Sensitive detection of low-concentration sulfide based on the synergistic effect of rGO, np-Au, and recombinant microbial cell

Abstract

With the aggravation of sulfide pollution, more and more attention has been paid to the detection of sulfide in the environment. However, the detection of low-concentration sulfide is still a technical bottleneck to be solved urgently.

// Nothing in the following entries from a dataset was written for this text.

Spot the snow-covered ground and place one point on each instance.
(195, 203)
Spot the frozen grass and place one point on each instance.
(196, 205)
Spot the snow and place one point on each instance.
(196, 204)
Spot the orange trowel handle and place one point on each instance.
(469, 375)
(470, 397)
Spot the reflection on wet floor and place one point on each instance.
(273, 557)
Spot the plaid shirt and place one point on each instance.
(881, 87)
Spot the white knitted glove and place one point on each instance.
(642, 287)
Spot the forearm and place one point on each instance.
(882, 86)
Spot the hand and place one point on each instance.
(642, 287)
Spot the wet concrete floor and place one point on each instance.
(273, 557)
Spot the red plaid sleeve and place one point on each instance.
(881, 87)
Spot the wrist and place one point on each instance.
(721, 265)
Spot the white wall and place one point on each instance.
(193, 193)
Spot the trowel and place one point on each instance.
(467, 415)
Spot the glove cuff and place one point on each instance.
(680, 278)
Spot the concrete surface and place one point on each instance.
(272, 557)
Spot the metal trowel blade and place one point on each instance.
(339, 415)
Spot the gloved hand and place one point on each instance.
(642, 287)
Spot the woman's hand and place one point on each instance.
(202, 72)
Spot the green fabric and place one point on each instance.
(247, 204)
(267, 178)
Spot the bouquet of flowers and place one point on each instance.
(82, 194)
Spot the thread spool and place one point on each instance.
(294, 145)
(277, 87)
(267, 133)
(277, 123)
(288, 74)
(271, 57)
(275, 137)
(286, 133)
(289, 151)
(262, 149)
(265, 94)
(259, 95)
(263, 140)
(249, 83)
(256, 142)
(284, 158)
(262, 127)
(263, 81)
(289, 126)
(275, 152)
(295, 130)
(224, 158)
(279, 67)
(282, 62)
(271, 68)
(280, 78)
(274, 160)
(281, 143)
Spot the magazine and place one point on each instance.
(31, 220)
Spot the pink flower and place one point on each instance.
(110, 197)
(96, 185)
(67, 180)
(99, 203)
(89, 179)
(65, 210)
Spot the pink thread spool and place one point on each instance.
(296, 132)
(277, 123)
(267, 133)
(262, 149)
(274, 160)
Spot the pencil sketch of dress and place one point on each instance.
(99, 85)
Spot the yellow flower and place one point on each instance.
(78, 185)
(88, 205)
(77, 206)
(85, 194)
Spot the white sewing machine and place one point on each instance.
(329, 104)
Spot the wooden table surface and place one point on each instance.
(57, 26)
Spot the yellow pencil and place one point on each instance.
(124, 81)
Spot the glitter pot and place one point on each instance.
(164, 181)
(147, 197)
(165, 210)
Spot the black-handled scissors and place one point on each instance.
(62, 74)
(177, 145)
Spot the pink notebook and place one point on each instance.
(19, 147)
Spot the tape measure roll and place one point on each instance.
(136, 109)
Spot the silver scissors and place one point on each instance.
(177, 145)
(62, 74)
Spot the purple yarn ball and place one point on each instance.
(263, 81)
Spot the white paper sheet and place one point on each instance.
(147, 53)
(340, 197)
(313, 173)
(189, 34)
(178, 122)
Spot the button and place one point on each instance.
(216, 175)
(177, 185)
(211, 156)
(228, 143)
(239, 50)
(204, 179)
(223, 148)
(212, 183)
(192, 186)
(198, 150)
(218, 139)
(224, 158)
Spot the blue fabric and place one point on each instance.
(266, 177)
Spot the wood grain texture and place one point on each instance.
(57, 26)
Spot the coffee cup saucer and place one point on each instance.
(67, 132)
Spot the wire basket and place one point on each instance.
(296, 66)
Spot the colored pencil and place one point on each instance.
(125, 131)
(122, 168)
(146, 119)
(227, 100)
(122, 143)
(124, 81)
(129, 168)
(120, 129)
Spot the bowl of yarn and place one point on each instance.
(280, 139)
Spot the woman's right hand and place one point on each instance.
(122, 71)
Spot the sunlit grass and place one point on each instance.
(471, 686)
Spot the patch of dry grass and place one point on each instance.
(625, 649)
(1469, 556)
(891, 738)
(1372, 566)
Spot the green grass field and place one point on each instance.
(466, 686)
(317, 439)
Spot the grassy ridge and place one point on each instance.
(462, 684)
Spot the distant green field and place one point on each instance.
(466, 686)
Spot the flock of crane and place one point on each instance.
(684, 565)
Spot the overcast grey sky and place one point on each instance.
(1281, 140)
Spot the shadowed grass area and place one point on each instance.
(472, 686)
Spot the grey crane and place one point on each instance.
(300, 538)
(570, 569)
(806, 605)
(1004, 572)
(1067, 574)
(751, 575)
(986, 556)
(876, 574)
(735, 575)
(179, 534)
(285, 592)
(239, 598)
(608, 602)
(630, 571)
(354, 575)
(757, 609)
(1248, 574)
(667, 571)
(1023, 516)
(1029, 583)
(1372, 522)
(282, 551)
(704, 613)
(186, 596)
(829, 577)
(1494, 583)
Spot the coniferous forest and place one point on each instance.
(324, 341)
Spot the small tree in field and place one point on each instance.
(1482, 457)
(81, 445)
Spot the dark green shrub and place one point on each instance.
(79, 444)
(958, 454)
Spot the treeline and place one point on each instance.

In this study, a synergistic effect strategy that combines the co-catalysis of nanoporous gold (np-Au) and recombinant microbial cell with the excellent electrical conductivity of reduced graphene oxide (rGO) was proposed for the sensitive detection of low-concentration sulfide. A rGO/np-Au composite was fabricated and then used as an immobilization support for the bio-recognition element of recombinant Escherichia coli (E. coli) over-expressed sulfide: quinone oxidoreductase (SQR). A microbial biosensor (E. coliSQR/rGO/np-Au/GCE) was successfully constructed for the sensitive detection of low-concentration sulfide. Due to the synergistic effect of rGO, np-Au, and E. coliSQR cells, the sensitivity of the proposed microbial biosensor towards sulfide reached 400.42 μA mM−1 cm−2 with a wide linear response ranging from 100 nM to 7 mM, as well as a low detection limit of 98.5 nM using amperometric i-t curve method. Furthermore, the microbial biosensor was successfully applied to the detection of sulfide in wastewater with strong anti-interference ability, high reproducibility, and strong stability. These results confirmed that the proposed microbial biosensor was ideal for the detection of low-concentration sulfide in a reliable, specific, and sensitive way.